Человек любит родных и близких, живет для них, а все другие для него – остальные, вспомнила Мглова слова стриженой девушки из Толиного фильма. Остальные – это она и есть. Чужая для всех и никчемная.
Сретенские проходные дворы стали тупиками.
Мглова шла по Трубной к метро, и унылое отвращение к жизни охватывало ее пуще прежнего.
Ветер прилетел издалека поздно ночью. Все спали, и никто не заметил начала ветра. А утром он уже хозяйничал в городе, гулял вовсю, хулиганил и безобразничал, налетал из-за угла, качал светофоры, пел, выл, свистел, афиши сдирал, влетал в форточки, дельные бумаги превращал в сор и гнал, гнал, гнал по небу светлые облака.
От ветра в городе стало суматошно и весело. Звенели стекла. Летали сухие листья, потерявшиеся шляпы, протоколы, акты и заключения. Лозунг «Слава Родине Октября!» стучал на ветру, оторвавшись наполовину.
Ветер дул то так, то этак, то туда, то сюда, и прохожие то пригибались и скрючивались, то, наоборот, шли пританцовывая, вприпрыжку.
А дети бежали, раскинув руки, и ветер надувал их куртки, им с ветром по пути было, они бежали, почти летели, а ветер гнал облака, небо менялось каждую секунду, и царил в небе белый цвет. Это был самый настоящий ветер, природное явление, происходящее от неравномерного нагревания воздуха, как пишут в учебнике природоведения за четвертый класс. «Ветер, ветер, ты могуч» который. Который «ты волнуешь сине море, ты гуляешь на просторе».
Нормальный был ветер, настоящий, а не какой-нибудь там ветер перемен.
До ветра перемен еще предстояло дотерпеть.
Был октябрь восемьдесят четвертого.
У Толи Четвертова было немодное имя. Всех кругом звали Никитами, Антонами и Егорами. А он Толя. Конечно, в восьмидесятые не пошли еще плотным косяком Емели, Серафимы, Феофаны и Макары, но все же. И лучший друг у него тоже звался просто Юркой. Вот как.

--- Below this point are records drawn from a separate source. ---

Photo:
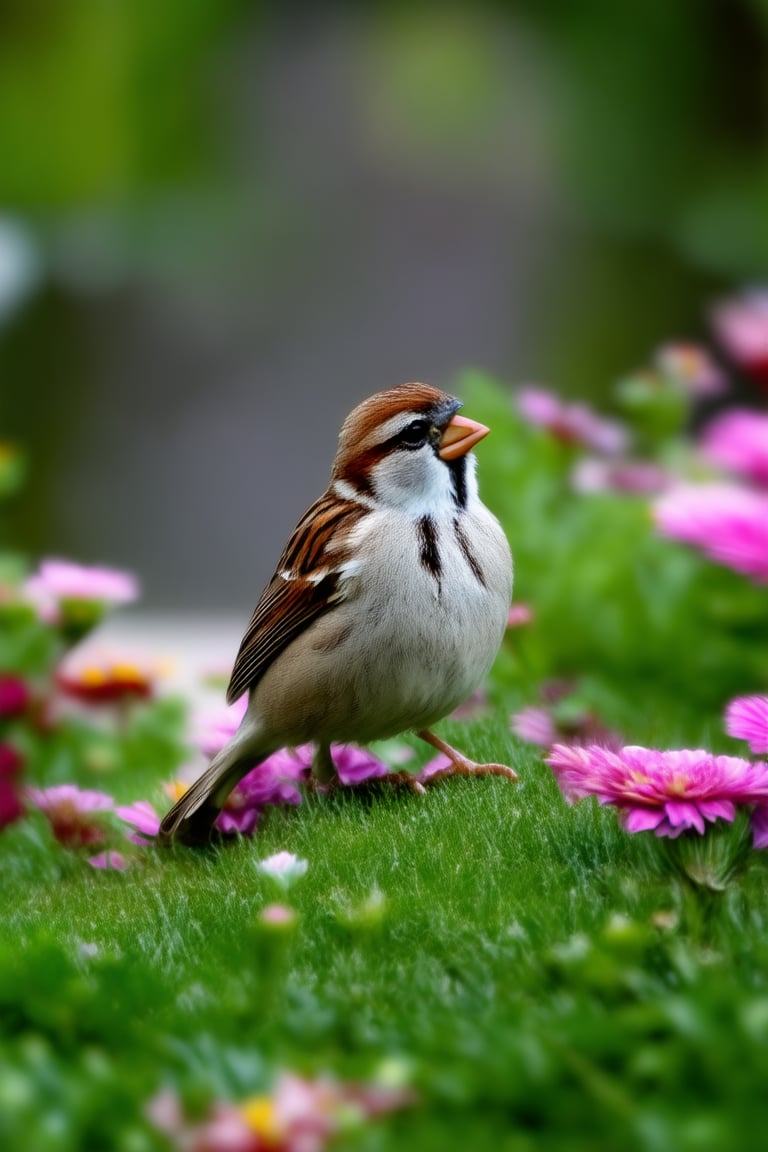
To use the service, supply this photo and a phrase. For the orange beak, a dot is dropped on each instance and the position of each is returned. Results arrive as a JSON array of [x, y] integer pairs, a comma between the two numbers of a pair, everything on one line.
[[459, 437]]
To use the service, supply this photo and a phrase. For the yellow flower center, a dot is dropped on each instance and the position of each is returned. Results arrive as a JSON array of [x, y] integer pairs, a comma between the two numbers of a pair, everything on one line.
[[175, 789], [259, 1114]]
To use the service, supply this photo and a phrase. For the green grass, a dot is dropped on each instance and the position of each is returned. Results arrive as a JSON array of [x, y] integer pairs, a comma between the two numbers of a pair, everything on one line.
[[495, 946], [541, 979]]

Подколокольный переулок, дом одиннадцать дробь один, двор.
На деревянной галерейке второго этажа девушка выгуливает младенца.

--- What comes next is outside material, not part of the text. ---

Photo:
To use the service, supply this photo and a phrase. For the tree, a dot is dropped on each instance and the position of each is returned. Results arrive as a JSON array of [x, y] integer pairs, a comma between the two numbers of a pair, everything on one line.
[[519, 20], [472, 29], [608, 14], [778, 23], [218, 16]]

Во дворе тусуются кошки и всякие длинноволосые люди. Старушка, маленькая, как девочка, жонглирует разноцветными шариками.

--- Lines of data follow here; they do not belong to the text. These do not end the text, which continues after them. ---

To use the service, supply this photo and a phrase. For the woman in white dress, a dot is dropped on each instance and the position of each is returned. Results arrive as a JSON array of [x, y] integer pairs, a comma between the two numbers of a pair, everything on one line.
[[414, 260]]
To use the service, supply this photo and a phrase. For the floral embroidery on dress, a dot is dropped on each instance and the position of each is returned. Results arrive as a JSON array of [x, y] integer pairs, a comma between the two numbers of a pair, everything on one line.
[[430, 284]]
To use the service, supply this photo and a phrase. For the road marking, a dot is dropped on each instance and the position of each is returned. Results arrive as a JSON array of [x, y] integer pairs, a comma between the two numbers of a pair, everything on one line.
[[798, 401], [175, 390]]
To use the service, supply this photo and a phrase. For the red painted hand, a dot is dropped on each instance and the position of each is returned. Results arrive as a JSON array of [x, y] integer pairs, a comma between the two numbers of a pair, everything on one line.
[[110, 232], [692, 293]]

Юра и Толя чинят и красят в белый цвет большой тяжелый велосипед.
– Слушай, ты Ленке не говори. Уволили меня из этой театральной студии. Видно, стукнул кто-то, что я Гумилева на занятии читал…
– А какого черта Гумилева-то?
– Пришли дети, которые записались в театральную студию, я говорю там, давайте с вами познакомимся, расскажите о себе, что читаете, кто ваши любимые поэты… А у всех девочек любимый поэт Асадов! Одна самая крутая, у нее Андрей Дементьев. Ё-мое! Ну, я не мог молчать.
– А ты что хотел-то от рабочей окраины, я не пойму? Бодлера в подлиннике? Спасибо, что так. Могли бы и бритвой по глазам.
– Ну они слушали, балдели вообще, прослезились, а потом стукнул кто-то директору…
– Народник хренов! И куда собираешься трудоустраиваться, как сказала бы наша деканша?
– Уже устроился, грузчиком в Южный порт.
– С твоим позвоночником? Дорогая редакция, я офигеваю, поэтому пишу вам… Просветитель нашелся…
Во двор заходит девочка лет шестнадцати в хайратнике вокруг головы, с холщовой сумкой через плечо.
– Здравствуйте! Ой, какой дворик здоровский! Это здесь готовят первый московский безвелосипедный велопробег? Мне Клякса сказал. Мы с ним на даче дружим, хотя он старше меня на целых четыре года. Клякса предупредил, что к вам можно только через знакомых. Еще я знаю одного там Антона, а он дружит с таким Ваней, который гений, из сто двадцать седьмой школы…
Юра был невысокого роста, а девочка долговязая, но Юра все равно посмотрел на нее, «как бык на божью коровку».